25 February 2008 17:54 [Source: ICIS news]
NEW DELHI (ICIS news)--India’s Oil and Natural Gas Corporation (ONGC) decided to reconfigure the downstream units of its dual-feed cracker complex at Dahej in Gujarat. it said on Monday.
The company’s board decided to delete dedicated 300,000 tonnes/year high density polyethylene (HDPE) and 140,000 tonnes/year styrene butadiene rubber (SBR) from the project configuration “in view of current market demand-supply dynamics”.
The release did not indicate what it would do with the resulting surplus intermediates for the two downstream products.
The project’s other downstream units are two swing plants with aggregate capacity of 720,000 tonnes/year of HDPE or linear low density PE (LLDPE) and one 340,000 tonne/year polypropylene plant.
The reconfiguration has reduced cost to Indian rupees (Rs) 124.4bn ($3.1bn) from Rs135.4bn on the project, which is slated for completion by February 2012.

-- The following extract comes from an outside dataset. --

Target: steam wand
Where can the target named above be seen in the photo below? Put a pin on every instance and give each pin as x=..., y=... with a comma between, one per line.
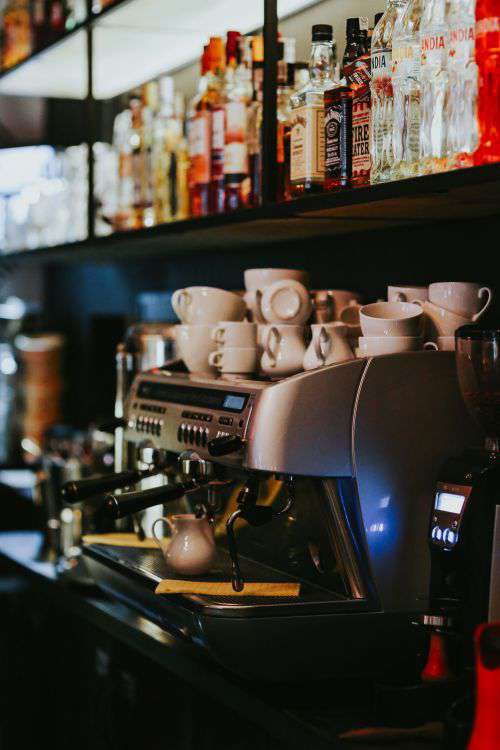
x=255, y=515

ONGC is implemented the project through a joint venture named ONGC Petro-additions Limited (OPaL). The former is investing Rs9.7bn in the equity capital of the latter, accounting for 26% stake.
Gujarat State Petroleum Corporation (GSPC) has 5% in the JV and the balance of 69% is to be offered to strategic investors and financial institutions during the course of project execution.